I think part of NNS students' initiative is a fear of failure, a sincere gratitude for your willingness to be patient with them, and an excitement about learning a new language/culture.

I, too, in my own limited experiences with both groups, find NNS students to generally be an all-around more pleasant group of students to work with--partially because they bring interesting perspectives to the table and partially because, well, I appreciate being appreciated.

BeardedFury said...

I think you definitely articulated something I failed to, regarding NNS: "I appreciate being appreciated." I hadn't thought of it in those terms, but you're exactly right to suggest that that element is certainly part of the pleasure of teaching NNS.

LBusby said...

How do you compare your NS 203 to you NS 110?? Are the same problems prevalent? Or does these problems seem more inherent in the ENG 110 classroom?
I know in my ENG 203 class, I have almost perfect attendance at every class meeting, as opposed to my 110 where I am lucky to have half the class show up. I also find that 203 students are eager to talk more than 110 students. Is it just the subject matter? Maturity?

smm933 said...

When you think about the NNS motivation for learning, you have to think of it in terms of we're just catching them in mid-stream. These students have been intellectually driven (or pushed) since grade school. One student told me that when he came to college, it was the first time since he started school that he was able to get more than 5 hours of sleep a night. It's a miracle to me that these countries have any sane people left - well, sane is a relative term. Another of my students told me that in order to be accepted for college in his province in China, there were 100 openings for 35,000 students. Somewhat competitive, you might say. If that weren't enough, in order to get a good job, most foreign companies will only hire students who have their degrees from a university over here - it's all about being able to compete globally. For the student to do that, they have to pay double what we pay for tuition - and then add room, board, etc on top of that. If they need to work while they're here, it takes about three months minimum to get the paperwork completed and they can only work on-campus. You get the picture.

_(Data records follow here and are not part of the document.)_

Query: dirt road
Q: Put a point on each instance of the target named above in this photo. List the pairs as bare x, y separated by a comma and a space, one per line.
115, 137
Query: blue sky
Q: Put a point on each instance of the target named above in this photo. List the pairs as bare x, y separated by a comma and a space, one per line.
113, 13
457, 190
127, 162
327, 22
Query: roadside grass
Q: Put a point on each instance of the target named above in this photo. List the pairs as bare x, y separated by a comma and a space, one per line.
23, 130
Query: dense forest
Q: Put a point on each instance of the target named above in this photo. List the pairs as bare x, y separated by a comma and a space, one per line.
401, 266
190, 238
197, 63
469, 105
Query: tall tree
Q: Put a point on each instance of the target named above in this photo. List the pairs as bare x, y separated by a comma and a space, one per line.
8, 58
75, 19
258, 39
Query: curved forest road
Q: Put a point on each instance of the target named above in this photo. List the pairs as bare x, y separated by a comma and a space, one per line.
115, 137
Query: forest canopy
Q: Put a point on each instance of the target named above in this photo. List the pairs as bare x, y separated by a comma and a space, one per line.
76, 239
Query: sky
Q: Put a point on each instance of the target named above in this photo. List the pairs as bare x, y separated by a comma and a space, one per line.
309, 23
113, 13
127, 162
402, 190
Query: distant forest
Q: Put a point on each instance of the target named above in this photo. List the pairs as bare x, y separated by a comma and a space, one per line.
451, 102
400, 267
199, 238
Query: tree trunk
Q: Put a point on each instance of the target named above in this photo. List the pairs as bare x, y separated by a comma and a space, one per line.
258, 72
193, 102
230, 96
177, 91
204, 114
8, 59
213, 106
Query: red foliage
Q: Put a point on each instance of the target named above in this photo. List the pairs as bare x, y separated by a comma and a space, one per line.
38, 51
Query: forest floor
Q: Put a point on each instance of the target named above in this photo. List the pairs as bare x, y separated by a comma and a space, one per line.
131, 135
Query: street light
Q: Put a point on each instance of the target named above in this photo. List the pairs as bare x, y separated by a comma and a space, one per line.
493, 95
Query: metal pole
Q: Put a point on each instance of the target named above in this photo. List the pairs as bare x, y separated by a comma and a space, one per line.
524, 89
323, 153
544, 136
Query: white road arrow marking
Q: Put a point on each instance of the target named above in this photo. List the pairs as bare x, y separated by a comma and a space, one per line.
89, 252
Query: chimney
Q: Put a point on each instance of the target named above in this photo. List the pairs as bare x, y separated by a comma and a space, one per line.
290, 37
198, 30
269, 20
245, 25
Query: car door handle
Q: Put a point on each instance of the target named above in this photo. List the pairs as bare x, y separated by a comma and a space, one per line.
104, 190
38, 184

On the other hand, I sympathize with your frustration from last semester. They can be incredibly quiet students - until they realize that there will be no penalty for talking - another cross-cultural difference. One student told me I made her feel brave because I had asked her opinion on something.

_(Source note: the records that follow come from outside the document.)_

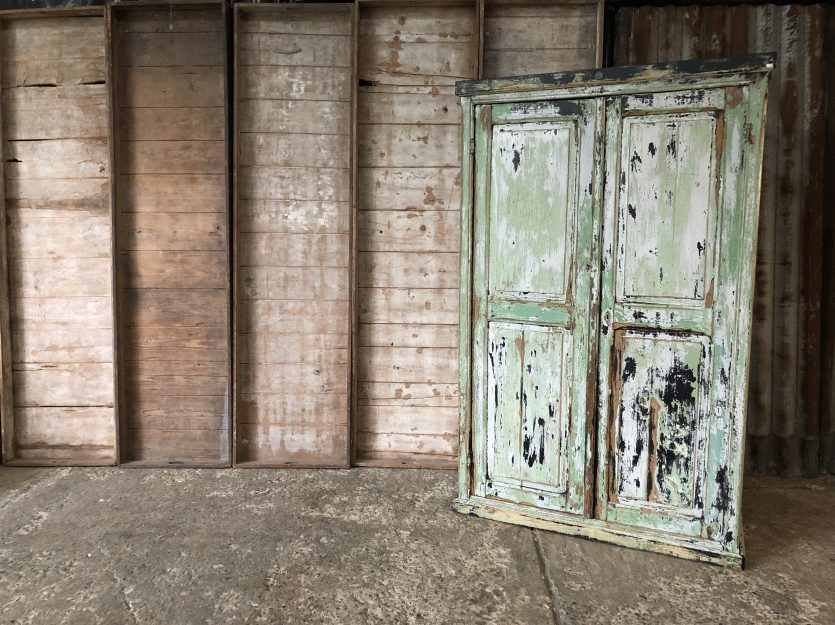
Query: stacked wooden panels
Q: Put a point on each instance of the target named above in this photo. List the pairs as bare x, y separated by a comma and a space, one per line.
530, 37
407, 230
58, 235
172, 221
295, 66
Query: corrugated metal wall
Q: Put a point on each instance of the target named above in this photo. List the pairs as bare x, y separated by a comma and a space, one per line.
791, 427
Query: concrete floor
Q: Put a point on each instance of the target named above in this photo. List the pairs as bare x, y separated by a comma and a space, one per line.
181, 546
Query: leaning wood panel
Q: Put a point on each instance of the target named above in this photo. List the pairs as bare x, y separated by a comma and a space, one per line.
409, 191
58, 401
293, 162
171, 226
537, 37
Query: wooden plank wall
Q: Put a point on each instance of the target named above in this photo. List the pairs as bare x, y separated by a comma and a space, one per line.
786, 416
172, 222
407, 230
294, 69
57, 203
538, 37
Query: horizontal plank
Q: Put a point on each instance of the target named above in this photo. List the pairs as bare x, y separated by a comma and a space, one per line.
288, 250
172, 270
176, 446
52, 38
418, 421
56, 120
297, 283
282, 49
547, 27
511, 63
408, 443
209, 344
294, 150
293, 317
173, 157
173, 232
60, 426
63, 384
425, 270
408, 105
407, 145
54, 72
53, 312
286, 183
292, 445
418, 24
293, 216
411, 460
60, 277
174, 307
324, 116
173, 124
424, 188
30, 235
32, 344
408, 231
180, 18
170, 49
265, 347
171, 193
416, 63
333, 21
434, 306
407, 335
407, 394
407, 364
322, 411
294, 377
187, 86
295, 83
56, 158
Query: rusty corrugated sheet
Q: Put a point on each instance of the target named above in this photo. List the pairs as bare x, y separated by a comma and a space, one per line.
790, 422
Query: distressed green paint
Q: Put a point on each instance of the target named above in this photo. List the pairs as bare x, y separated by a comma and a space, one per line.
689, 329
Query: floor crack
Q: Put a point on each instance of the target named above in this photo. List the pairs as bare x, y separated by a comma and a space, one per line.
546, 575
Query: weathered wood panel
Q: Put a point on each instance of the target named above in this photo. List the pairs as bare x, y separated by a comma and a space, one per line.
58, 236
294, 72
407, 230
786, 414
539, 37
171, 224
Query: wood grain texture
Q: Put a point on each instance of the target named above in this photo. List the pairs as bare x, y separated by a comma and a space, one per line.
58, 234
537, 37
172, 239
293, 160
408, 186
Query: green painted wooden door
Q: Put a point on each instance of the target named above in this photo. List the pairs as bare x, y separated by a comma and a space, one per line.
534, 285
674, 240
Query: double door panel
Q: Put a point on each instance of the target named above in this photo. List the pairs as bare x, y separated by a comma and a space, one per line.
602, 370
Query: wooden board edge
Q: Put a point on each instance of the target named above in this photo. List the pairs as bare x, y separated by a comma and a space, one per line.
7, 449
601, 531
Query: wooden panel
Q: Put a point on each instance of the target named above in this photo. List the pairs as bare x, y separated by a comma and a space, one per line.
171, 225
788, 421
407, 230
58, 232
293, 229
539, 37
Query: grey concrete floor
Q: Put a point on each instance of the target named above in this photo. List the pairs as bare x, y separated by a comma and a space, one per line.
179, 546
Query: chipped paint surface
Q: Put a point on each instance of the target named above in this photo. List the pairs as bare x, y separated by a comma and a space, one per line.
622, 417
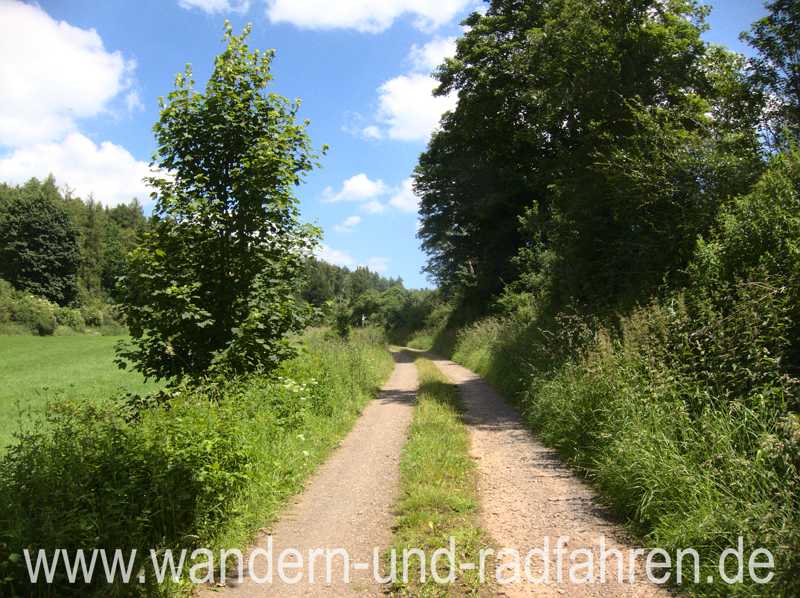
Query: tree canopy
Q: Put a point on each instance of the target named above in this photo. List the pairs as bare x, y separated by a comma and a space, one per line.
214, 283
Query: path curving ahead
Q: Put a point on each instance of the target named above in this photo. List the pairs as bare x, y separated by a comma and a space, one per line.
527, 493
348, 503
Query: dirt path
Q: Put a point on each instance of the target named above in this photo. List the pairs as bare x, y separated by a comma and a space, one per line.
528, 494
347, 503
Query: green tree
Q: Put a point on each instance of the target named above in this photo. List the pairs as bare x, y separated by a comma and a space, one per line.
39, 250
214, 284
776, 69
610, 131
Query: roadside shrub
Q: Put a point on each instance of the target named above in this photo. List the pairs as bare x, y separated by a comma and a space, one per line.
204, 469
70, 317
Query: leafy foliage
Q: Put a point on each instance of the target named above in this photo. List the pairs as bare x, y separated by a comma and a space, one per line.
215, 463
612, 131
214, 282
776, 68
38, 242
620, 251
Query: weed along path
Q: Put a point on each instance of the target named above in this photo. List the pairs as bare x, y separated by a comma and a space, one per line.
528, 495
347, 504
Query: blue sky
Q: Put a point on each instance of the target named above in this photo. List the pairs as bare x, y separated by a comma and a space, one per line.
79, 82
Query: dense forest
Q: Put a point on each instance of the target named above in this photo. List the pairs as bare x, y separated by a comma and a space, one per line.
61, 258
612, 212
612, 218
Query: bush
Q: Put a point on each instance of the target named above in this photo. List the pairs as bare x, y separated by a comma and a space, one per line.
205, 468
23, 313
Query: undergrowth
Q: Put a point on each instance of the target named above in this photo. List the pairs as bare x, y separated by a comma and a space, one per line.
206, 469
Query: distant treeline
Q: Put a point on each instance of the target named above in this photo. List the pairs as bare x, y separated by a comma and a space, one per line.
613, 212
71, 252
60, 257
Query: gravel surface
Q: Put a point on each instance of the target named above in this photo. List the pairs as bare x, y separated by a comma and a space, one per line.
527, 494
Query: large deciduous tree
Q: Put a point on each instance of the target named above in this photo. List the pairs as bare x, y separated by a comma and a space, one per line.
609, 130
213, 285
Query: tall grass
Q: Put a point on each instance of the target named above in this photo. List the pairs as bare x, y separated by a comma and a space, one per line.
438, 489
205, 470
685, 466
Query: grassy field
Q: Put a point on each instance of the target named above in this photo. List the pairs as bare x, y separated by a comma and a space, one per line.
438, 484
35, 370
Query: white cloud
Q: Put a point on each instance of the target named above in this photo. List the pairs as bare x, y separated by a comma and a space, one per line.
404, 198
108, 171
371, 132
373, 207
52, 74
369, 16
408, 109
357, 188
133, 102
217, 6
427, 57
348, 225
378, 264
335, 256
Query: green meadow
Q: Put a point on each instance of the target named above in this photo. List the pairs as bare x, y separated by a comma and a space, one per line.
35, 370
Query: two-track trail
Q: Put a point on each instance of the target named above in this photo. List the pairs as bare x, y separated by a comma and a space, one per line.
348, 503
528, 494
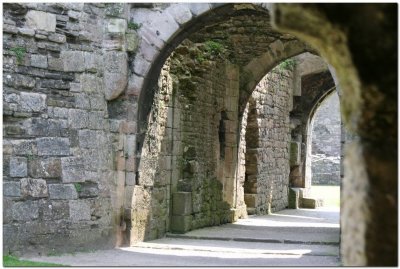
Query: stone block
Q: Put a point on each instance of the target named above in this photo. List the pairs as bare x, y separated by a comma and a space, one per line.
294, 197
114, 84
93, 62
62, 192
91, 83
45, 168
199, 8
250, 199
58, 38
132, 41
180, 13
26, 32
55, 210
115, 9
79, 210
78, 118
75, 15
182, 203
53, 146
128, 196
116, 26
55, 64
41, 20
12, 189
73, 61
25, 211
32, 102
19, 81
141, 66
181, 224
308, 203
130, 179
18, 167
39, 61
73, 169
135, 85
32, 187
88, 190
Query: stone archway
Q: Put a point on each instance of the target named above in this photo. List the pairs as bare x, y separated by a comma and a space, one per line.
332, 45
363, 80
188, 162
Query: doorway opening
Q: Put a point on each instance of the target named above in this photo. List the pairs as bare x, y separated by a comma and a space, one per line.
251, 156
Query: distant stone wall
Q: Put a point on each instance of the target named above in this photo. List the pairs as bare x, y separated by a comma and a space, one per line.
326, 137
63, 143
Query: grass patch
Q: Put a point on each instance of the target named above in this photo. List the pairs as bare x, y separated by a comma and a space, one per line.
11, 261
330, 194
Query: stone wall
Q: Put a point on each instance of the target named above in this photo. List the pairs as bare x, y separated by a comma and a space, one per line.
265, 144
326, 137
61, 138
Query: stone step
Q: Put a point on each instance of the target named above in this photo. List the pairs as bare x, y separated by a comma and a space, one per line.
251, 211
250, 199
311, 202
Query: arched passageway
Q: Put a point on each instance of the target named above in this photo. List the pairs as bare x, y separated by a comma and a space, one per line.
326, 151
243, 73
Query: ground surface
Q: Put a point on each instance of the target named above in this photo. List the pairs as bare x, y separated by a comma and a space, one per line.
303, 237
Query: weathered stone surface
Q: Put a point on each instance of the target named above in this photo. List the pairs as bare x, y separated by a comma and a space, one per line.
45, 168
58, 38
41, 20
78, 118
91, 83
116, 26
18, 167
73, 61
25, 211
55, 64
199, 8
182, 203
18, 80
180, 13
79, 210
55, 210
116, 74
36, 188
135, 85
115, 9
295, 149
33, 102
181, 224
39, 61
88, 190
53, 146
12, 189
141, 66
132, 41
26, 31
62, 192
73, 169
93, 62
130, 179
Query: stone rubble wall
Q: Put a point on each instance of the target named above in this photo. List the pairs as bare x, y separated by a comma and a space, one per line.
326, 137
68, 154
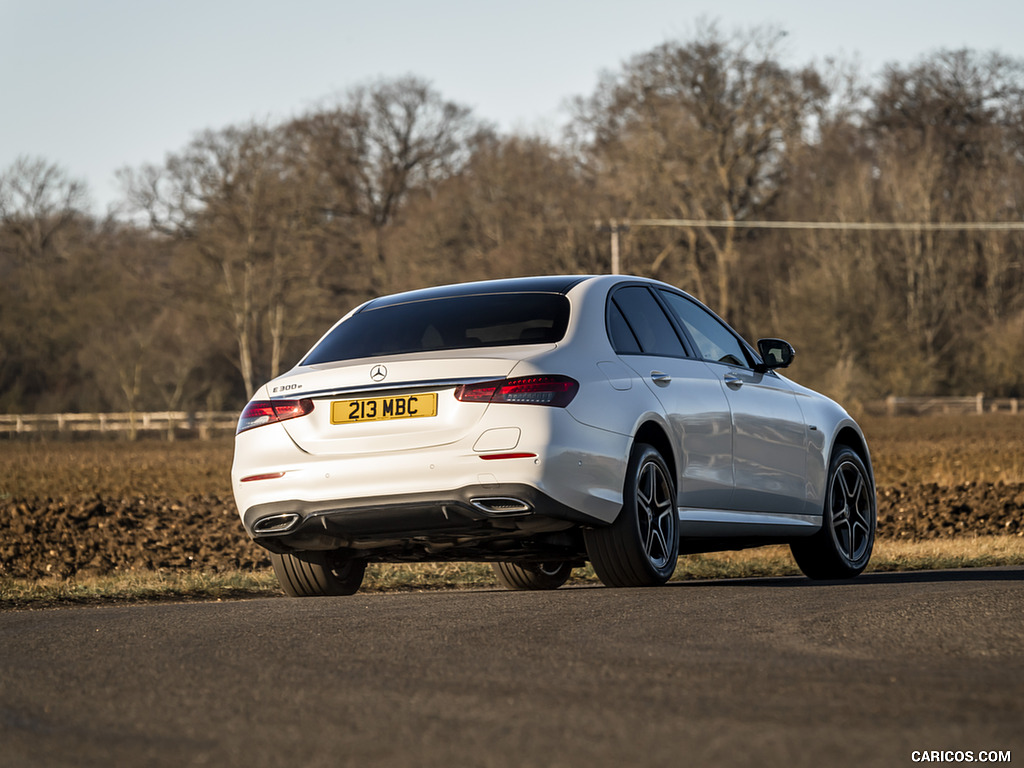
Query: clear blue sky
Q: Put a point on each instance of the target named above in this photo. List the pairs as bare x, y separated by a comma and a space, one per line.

The real difference between the two classes is that the NNS students ask you to take a picture with them when the semester is over. I applaud your decision to give it another shot.

Tim Knox said...

One of the questions I've always wondered, and still wonder about is whether or not NNS students should be cut some extra slack in grading since they don't have the advantage that NS students have. I have had the opportunity to read graduate level papers by NNS that I thought were deplorable. It made me wonder if they were held to a lower standard than I have been held to. I'm not advocating that NNS should immediately be held to the same standards that NS do, but at what point do you decide that they can no longer use their NNS status as a crutch to attain higher grades at a lower standard?